If I’ve learned anything from Hollywood and movies it’s this; always cheer for the underdog. In the end it’s always the last place team that comes from behind to win the championship game. The nice guy ends up with his dream girl. And the shy quiet science club member transforms into a princess for one night to win prom queen. Typically everyone loves those stories of the underdog defying the odds because at some point we have all felt like the underdog. The funny thing is, why don’t people cheer for the underdog in real life too?
Since starting at the Georgia Sea Turtle Center two months ago, I’ve come into contact with Squall, an adult Loggerhead female, who lost most of her front right flipper during a shark attack earlier in the summer. She defied the odds to survive her initial attack, a testament to the pure strength and determination of these animals. But while sharing her story of survival to the public many people automatically reply with “Well she OBVIOUSLY can’t be returned to the wild, so what’s going to happen to her?” Every time I heard this response it made me wonder why we didn’t cheer for the underdog with our patients. Many people are very surprised to hear that we can and have released turtles with amputations in the past. As long as they can dive for food, surface to breathe, hunt live prey, and swim normally with their remaining limbs, there is no reason why we can’t release them back to their home in the ocean.

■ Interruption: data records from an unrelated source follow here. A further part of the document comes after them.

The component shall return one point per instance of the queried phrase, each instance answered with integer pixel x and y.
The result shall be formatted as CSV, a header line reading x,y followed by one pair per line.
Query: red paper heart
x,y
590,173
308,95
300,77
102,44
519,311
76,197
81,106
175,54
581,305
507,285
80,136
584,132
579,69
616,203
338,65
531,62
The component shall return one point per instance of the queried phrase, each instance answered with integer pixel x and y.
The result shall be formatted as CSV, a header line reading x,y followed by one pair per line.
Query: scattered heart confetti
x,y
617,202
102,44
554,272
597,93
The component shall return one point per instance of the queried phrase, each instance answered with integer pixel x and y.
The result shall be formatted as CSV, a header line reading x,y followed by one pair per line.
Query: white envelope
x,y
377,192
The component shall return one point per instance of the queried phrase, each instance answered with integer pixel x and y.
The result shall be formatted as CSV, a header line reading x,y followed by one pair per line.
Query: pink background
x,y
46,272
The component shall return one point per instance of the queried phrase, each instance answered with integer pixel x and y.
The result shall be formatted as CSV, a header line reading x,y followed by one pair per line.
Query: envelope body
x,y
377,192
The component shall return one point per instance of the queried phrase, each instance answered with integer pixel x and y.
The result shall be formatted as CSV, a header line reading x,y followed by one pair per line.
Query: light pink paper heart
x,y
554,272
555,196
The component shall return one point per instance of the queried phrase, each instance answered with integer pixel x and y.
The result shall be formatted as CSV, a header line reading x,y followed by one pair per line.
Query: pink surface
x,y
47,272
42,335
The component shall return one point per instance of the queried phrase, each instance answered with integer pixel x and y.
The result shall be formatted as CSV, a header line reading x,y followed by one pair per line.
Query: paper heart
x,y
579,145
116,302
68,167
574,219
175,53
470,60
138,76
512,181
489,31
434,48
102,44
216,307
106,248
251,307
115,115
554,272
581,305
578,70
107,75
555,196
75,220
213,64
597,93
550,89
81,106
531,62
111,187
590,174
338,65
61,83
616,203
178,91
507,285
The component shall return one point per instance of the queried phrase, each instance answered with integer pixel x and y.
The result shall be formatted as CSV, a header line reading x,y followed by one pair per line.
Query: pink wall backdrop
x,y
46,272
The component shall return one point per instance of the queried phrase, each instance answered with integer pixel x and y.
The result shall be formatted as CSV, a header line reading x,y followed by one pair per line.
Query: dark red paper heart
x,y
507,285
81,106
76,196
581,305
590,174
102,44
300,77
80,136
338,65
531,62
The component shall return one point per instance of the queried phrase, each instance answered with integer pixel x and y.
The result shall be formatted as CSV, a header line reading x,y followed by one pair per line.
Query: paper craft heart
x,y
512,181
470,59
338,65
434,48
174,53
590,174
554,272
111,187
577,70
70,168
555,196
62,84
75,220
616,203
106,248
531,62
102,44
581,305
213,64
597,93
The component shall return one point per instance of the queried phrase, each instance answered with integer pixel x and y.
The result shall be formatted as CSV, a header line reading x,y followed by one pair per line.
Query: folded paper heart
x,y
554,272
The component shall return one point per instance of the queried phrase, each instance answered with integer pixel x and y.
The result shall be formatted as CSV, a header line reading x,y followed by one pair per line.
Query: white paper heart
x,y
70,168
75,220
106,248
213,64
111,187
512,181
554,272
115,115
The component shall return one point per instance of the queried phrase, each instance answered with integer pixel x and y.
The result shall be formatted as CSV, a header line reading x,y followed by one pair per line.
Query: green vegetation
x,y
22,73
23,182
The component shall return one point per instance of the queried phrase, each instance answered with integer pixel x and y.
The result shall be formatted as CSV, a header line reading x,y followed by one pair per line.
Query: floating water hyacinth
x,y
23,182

Squall met those conditions and was returned to the ocean in a joint release effort with another amputee Loggerhead from Virginia. The other amputee turtle was an adult male Loggerhead by the name of Big Boy 25 who had gotten entangled in debris from an old crabbing pot off the coast of Virginia. He was rehabilitated and treated by the Virginia Aquarium Stranding Response Team, an agency that I also have a personal connection too. They were the organization that first trained me to work with stranded sea turtles and marine mammals when I first interned with the US Fish and Wildlife Service. Squall was released on October 17th from Amelia Island, Florida, while Big Boy 25 was released October 18th from Croatan Beach in Virginia Beach, Virginia. Both of these turtles carry satellite transponders and are able to be tracked on www.seaturtle.org. There, maps of both turtles show them moving at a steady rate farther south to warmer waters and a new beginning.
This is a true testament to the pure strength and will to survive these animals have. They overcome great odds just to make it to adulthood, with only 1 in 4000 hatchlings making it to that life stage. If Squall and Big Boy 25 have made it this far, there is no predicting just how far they are able to go. Underdog stories are not strictly for the cinemas, they’re also for our survivors.